Dr. Shivam Ghanshyambhai Joshi
Experience: | 12 years |
Education: | Institute of Teaching & Research in Ayurveda |
Academic degree: | Doctor of Philosophy in Ayurveda |
Area of specialization: | I am someone who sees healing way beyond just herbs or prescriptions. My work kinda flows from this idea I call Chaitanya Sangrah—sounds a bit abstract maybe, but really it means healing with awareness... like being fully present in how we look at illness, behavior, food, breath, thoughts. I use Ayurvedic principles, yes, but not as fixed formulas—I sort of shape them based on the person sitting in front of me. Everyone carries a different life, and their disease shows up diffrntly too.
I deal with all kinds of chronic & lifestyle-related problems—mental unrest, metabolic imbalances, fatigue syndromes... but I don’t just jump into medication. A lot of what I do starts with understanding their prakriti (constitution), how they breathe, how they eat when they're not hungry, or speak without thinking. These “little” things are big clues. And yeah, pranayama, diet rewiring, even emotional reset—it’s part of the toolkit I use to help rebalance.

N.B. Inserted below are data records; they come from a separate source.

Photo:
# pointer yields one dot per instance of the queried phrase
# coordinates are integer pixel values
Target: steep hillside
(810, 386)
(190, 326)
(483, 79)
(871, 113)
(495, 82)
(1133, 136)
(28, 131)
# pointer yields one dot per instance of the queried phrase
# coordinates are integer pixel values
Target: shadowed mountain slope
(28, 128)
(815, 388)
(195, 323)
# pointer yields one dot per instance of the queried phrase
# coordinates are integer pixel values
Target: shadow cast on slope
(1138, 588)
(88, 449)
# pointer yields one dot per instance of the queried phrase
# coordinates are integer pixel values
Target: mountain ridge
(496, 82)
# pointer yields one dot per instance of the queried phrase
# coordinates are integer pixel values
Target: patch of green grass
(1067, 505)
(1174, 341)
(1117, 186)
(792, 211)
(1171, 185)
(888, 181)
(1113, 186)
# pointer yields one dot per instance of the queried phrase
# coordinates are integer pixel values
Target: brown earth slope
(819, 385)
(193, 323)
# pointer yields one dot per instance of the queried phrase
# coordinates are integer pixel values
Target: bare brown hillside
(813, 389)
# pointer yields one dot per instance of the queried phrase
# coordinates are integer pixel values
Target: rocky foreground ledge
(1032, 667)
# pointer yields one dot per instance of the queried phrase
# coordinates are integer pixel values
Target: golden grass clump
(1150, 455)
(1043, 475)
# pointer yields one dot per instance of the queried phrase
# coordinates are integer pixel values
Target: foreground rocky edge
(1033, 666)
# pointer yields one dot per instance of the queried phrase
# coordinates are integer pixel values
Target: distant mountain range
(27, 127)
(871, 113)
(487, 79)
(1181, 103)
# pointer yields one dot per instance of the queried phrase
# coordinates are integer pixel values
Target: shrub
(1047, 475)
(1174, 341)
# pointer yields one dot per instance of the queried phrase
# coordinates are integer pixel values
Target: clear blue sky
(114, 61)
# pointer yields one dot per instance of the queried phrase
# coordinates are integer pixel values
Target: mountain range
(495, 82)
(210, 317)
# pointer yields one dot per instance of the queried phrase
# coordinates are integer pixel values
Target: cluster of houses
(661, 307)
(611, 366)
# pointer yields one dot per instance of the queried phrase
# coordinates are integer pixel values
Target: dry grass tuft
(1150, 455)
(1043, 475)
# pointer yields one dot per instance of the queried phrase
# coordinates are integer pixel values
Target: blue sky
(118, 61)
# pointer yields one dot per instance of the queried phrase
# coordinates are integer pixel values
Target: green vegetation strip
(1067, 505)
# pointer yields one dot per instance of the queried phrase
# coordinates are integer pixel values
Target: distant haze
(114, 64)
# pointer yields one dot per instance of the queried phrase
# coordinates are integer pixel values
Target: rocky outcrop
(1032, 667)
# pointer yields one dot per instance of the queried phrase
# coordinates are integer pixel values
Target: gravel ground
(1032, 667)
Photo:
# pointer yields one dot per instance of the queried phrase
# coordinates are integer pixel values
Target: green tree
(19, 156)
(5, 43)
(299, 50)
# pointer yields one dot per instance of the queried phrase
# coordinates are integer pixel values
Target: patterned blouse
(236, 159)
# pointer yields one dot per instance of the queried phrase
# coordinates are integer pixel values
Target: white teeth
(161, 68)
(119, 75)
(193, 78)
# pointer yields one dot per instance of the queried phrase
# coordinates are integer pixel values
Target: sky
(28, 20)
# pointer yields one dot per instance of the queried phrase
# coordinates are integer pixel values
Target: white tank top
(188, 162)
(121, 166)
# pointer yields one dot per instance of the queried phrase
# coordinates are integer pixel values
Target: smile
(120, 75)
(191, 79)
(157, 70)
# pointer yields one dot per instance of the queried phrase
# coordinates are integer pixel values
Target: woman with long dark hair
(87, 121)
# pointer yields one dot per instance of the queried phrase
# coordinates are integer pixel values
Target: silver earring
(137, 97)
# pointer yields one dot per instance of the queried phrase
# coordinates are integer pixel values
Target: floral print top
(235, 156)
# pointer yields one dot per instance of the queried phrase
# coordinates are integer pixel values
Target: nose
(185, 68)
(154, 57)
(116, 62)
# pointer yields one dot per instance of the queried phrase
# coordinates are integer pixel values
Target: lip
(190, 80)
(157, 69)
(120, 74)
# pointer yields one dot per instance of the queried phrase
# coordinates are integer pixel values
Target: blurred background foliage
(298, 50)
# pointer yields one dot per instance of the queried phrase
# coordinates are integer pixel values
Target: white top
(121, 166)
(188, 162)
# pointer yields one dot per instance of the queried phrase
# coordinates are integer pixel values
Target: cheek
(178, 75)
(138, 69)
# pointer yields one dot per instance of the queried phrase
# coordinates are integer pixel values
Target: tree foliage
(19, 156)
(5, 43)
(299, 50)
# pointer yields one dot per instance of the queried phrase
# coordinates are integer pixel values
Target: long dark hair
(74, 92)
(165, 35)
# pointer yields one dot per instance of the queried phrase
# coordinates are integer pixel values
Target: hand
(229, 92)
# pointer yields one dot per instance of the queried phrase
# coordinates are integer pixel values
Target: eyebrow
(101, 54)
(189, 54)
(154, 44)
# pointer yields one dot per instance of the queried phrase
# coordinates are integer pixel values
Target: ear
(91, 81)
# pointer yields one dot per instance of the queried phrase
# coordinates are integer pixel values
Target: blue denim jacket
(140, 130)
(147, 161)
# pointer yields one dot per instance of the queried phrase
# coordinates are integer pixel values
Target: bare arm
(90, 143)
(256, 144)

Sometimes I even look at how language itself can heal or harm. Like, how someone talks about their illness says a lot about where they’re stuck. I just listen deeply & align therapy from there, using Ayurveda, rasayana, and sometimes barely a single classical herb—just a shift in how they relate to themself. Healing’s not linear, but when done consciously, it’s powerful. That’s where I try to hold space. |
Achievements: | I am someone who never really chased medals for the sake of it, but yeah—I did end up securing university rank every yr during my studies, kinda surprised me too honestly. I just liked diving deep into the texts, figuring out why things work in Ayurveda not just what. In postgrad I got a gold medal which still feels surreal. Guess it reflects the kind of focus I bring when I’m treating patients too—sharp, grounded, always learning even when I think I know. Discipline in books kinda shaped my clinical eye too. |
I am Dr. Shivam Joshi. Bit hard to describe this journey in neat lines, but anyway—I'm basically someone who grew into Ayurveda not just through study but through living it kinda closely. I studied at Akhandanand Ayurved Mahavidyalaya in Ahmedabad for BAMS, then went deeper into clinical and academic roots at ITRA Jamnagar. That place changed things for me honestly—gave me more than just degrees. Did both my MD and PhD there, and every phase kinda opened new layers of how I see healing. My focus is what we call Trimarma Vyadhi—diseases that affect the brain (manas/mastishka), heart (hridaya), and kidneys (vrikka). Not just as separate systems but as a netwrk where physical, mental, and emotional signals mix. Like someone's anxiety and kidney dysfunction might be more connected than people think. I try to look for those deeper dots. I follow this line—Chaitanya Sangrah. It's not just a motto, it’s more like a filter I use to see patients. Healing to me needs awareness—not just of the disease, but of the patient’s life, surroundings, thought-patterns, lifestyle... all that gets tangled with the body. That’s where my work begins. In my practice, I combine Panchakarma, Rasayana therapy, and classical herbs with some modern diagnostic tools—yeah, I’m fine using scans or reports if they help me see better. But the treatment part stays authentically Ayurvedic—root-cause based, non-suppressive, always personalisedd. I'm quite driven about patient education tbh. Like, it's one thing to give meds but if they don’t get why it happened or what to fix outside the clinic, we’re just patching things. My goal is to help them feel stable—not just physically but in their work, family, sleep cycle, digestion...basically the whole ecosystem of health. I work a lot with cases like chronic kidney issues, anxiety with body symptoms, heart conditions triggered by stress or bad ahar-vihar. I won’t lie—some cases feel heavy. But I’ve seen slow, natural healing work where quick fixes failed. And that keeps me going. Right now, I’m trying to keep refining how Ayurveda fits into modern daily lives, especially for ppl stuck in speed, screen-time & stress loops. True healing isn’t fast—but it’s real.